The wall was not as covered in graffiti this year as it had been 10 years ago, perhaps due to the fact that the previous replica had been directly blocking entry into Proctor, thus forcing students to engage with it more. However, students still got involved with the project, through graffitti, as well as through daily speeches which were given in front of the installation, both by individuals, and representatives of both the College Democrats and College Republicans Clubs. These speeches worked to contextualize the project, as well as to reflect more deeply on the significance of the fall of the Wall and its enduring impact worldwide. 



berlin-wall-photo-1-475x356
BENJY RENTON/THE MIDDLEBURY CAMPUS


The idea for the project originated from the German Embassy eleven years ago to commemorate the 20th anniversary of the Mauerfall. In order to commemorate this anniversary, it was important for the organizers to host a party during which students and faculty could tear down the wall in similarly joyous ways in which they did 30 years ago. 

“The building of the Wall and the tearing down of it, they go together,” said Bettina Matthias, Maurice C. Greenberg Professor of Language & Linguistics, who grew up outside of Berlin in then West Germany. 

On Saturday night, those involved with the project invited the college community to this celebration, which was complete with food, a photobooth, drinks and music. Like West Germans in 1989, they took hammers and chisels to the Wall, slowly whittling the wall down until just beams stood along the border. 

Matthias recalls a particularly vivid memory of this process, “for months, you could hear, day and night, the sound of metal on concrete as people chiseled away at the Wall, keeping pieces of it for themselves,” she said. 

Matthias holds the fall of the Berlin Wall as one of the most memorable events in her life. Just as many Americans can tell you exactly where they were when they heard the news of the 9/11 terrorist attacks, most Germans can tell you exactly where they were when the border between the two countries was opened and the chipping away at the Wall began.  

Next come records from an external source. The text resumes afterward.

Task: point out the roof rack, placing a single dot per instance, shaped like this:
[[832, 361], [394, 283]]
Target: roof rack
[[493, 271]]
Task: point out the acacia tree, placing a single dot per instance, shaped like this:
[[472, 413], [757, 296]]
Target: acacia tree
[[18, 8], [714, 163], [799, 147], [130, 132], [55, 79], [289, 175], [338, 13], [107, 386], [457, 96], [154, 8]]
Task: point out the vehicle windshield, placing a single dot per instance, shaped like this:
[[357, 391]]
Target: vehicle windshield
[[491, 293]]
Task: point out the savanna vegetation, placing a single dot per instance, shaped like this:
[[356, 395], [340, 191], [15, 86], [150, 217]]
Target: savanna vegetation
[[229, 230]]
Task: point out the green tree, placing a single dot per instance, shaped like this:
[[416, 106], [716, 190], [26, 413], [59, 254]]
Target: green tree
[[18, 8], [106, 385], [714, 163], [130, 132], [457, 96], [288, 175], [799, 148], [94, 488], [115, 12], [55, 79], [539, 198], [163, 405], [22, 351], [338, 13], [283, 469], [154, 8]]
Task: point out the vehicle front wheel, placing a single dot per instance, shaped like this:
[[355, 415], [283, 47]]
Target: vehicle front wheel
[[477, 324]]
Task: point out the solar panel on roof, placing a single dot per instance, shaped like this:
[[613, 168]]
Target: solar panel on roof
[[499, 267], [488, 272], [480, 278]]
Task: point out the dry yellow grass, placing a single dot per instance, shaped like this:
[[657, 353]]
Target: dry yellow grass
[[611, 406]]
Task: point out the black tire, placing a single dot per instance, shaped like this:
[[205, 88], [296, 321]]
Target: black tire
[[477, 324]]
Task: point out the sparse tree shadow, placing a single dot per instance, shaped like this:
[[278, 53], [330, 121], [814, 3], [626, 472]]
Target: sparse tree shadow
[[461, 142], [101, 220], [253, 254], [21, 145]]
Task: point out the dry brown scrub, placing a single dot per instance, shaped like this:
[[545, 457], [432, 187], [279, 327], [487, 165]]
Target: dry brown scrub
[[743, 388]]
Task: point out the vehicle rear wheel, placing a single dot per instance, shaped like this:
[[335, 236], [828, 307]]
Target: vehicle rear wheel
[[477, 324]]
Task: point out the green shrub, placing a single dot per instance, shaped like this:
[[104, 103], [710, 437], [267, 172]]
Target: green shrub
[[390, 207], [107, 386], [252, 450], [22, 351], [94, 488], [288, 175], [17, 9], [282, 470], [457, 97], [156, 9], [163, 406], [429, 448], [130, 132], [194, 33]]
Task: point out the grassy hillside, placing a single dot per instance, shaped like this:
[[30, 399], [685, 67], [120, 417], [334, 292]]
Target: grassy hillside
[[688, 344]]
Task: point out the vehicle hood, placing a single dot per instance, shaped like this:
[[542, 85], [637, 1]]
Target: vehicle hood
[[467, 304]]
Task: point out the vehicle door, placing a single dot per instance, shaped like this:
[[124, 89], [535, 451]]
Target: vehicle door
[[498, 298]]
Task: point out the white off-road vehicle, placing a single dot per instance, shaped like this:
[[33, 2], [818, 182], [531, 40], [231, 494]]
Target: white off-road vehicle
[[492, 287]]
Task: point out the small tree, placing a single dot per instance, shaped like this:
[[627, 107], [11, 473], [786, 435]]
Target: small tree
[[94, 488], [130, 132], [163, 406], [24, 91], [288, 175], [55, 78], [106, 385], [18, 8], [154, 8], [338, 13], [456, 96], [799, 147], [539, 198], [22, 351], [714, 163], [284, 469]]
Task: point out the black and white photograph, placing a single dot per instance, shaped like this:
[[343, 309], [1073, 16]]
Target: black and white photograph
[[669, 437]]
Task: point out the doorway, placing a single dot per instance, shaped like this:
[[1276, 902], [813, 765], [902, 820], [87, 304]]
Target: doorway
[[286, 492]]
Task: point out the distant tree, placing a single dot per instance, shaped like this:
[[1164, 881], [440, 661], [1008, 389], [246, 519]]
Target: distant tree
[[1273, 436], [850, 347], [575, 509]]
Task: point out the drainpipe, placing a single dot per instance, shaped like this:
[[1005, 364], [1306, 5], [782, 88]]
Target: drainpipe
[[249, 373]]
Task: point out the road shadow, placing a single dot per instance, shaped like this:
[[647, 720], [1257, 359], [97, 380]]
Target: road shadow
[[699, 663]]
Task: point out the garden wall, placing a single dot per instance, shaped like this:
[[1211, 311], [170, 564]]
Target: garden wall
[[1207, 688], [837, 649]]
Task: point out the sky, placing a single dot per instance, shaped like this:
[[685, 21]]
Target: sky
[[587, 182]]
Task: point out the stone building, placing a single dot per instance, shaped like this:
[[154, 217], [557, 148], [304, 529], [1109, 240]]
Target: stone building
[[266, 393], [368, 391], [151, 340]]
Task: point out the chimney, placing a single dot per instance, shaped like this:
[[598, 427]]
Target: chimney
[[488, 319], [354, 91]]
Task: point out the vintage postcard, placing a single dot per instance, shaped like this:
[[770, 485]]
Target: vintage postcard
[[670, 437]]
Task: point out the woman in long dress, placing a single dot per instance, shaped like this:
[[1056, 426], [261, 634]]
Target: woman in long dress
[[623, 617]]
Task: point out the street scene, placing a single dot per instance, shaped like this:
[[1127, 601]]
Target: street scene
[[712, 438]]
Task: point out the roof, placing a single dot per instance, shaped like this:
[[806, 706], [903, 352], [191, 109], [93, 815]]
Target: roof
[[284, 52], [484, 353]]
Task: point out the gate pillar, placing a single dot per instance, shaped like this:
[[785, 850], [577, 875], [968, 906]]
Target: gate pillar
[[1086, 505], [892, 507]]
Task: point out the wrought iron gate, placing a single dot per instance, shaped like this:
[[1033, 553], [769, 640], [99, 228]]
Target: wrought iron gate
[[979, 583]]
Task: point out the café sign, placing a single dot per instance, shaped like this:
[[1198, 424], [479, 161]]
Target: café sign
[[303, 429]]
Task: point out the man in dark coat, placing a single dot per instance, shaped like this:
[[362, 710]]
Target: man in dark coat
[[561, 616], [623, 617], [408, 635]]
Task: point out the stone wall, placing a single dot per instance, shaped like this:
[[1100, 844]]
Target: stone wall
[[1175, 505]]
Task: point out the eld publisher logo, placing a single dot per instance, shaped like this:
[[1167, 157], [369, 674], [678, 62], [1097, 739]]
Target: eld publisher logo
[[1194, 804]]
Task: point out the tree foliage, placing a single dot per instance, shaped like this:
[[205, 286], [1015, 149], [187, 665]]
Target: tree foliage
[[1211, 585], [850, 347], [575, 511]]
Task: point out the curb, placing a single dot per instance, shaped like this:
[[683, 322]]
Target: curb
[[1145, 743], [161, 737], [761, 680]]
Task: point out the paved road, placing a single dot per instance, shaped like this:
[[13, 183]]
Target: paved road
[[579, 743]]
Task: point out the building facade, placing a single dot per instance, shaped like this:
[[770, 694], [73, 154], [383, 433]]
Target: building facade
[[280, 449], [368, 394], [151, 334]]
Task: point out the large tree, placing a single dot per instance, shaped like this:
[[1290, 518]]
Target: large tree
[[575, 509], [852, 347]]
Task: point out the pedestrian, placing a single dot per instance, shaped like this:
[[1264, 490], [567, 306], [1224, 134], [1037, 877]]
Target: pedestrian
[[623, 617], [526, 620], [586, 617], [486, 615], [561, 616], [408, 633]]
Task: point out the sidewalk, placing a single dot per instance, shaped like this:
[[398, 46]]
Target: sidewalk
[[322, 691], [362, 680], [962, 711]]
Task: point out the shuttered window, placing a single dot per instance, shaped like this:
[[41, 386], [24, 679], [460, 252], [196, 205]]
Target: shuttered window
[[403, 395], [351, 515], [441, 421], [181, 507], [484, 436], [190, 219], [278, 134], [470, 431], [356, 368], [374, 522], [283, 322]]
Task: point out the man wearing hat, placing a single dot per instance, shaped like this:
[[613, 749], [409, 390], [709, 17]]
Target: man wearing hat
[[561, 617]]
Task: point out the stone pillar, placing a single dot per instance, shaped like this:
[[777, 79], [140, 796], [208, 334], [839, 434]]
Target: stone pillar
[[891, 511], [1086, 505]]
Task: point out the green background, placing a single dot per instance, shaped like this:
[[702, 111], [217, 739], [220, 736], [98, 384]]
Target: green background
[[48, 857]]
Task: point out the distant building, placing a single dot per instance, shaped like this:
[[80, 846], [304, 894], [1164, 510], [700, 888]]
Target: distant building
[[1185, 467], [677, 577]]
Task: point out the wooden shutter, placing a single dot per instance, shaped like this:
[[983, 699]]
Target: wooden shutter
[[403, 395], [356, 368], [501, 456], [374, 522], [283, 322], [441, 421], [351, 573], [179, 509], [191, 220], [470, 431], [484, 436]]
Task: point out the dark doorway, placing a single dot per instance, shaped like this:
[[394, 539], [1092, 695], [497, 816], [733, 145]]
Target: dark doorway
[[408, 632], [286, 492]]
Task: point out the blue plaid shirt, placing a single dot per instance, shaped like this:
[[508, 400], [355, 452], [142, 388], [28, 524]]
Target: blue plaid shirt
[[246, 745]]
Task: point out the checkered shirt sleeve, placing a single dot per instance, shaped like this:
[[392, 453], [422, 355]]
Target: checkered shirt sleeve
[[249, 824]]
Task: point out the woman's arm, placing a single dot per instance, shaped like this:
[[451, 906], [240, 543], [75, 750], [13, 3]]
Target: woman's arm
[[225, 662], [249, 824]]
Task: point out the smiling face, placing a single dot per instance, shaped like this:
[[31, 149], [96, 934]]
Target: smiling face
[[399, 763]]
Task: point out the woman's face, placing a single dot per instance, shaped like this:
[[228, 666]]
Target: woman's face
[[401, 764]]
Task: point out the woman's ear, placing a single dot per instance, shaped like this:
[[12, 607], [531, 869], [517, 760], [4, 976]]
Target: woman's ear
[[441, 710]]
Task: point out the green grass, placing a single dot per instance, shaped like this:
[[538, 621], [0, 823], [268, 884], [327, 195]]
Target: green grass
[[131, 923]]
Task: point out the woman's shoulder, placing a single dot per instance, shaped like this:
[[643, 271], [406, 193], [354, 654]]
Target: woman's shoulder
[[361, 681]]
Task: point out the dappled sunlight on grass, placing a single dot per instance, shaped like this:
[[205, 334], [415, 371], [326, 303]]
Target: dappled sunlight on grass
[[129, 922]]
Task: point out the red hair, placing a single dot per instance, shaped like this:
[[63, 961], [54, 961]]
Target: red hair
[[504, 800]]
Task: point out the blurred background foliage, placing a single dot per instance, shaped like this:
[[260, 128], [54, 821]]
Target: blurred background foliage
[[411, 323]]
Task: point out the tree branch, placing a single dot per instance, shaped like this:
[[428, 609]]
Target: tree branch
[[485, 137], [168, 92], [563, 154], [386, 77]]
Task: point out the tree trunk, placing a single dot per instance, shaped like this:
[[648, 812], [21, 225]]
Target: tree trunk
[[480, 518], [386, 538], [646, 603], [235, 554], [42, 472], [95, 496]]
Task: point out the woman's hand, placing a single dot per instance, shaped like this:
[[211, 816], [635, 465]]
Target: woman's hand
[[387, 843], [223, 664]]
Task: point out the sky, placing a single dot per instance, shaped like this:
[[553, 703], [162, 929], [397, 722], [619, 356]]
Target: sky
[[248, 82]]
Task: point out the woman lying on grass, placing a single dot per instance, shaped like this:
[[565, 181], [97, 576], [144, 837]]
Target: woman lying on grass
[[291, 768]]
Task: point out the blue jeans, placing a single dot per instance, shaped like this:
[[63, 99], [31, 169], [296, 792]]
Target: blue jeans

For her parents, who had lived through Hitler’s rise to power, had fled Germany during World War II, and who then saw the building of the Wall, its  collapse was “one of the most surreal and joyful things in their entire lives,” Matthias said. While the end of the war restored some semblance of peace to Germany, the period following it was one of great change, of intense rebuilding as a country and in many ways the birth of a whole new world. 

“Today, Berlin is such an epicenter in terms of democratization and industrialization and a lot of people think that it’s a great representation of what we are trying to be,” Kirby said. “It’s insane to think that just 30 years ago, just 10 years before a lot of us were born, the city was walled.” 

On the same subject, Sheedy added, “Walls, like the Berlin Wall, not only block the movement of people but also the ability to learn or to understand, open our minds to things we refuse to think about or to broach.” 

The “free palestine” motif was spray painted on the installation within hours of it being put up, challenging viewers to ponder the ways in which we can prevent history from repeating itself.

“There are still plenty of ‘Berlin Walls’ that still exist,” Sheedy said.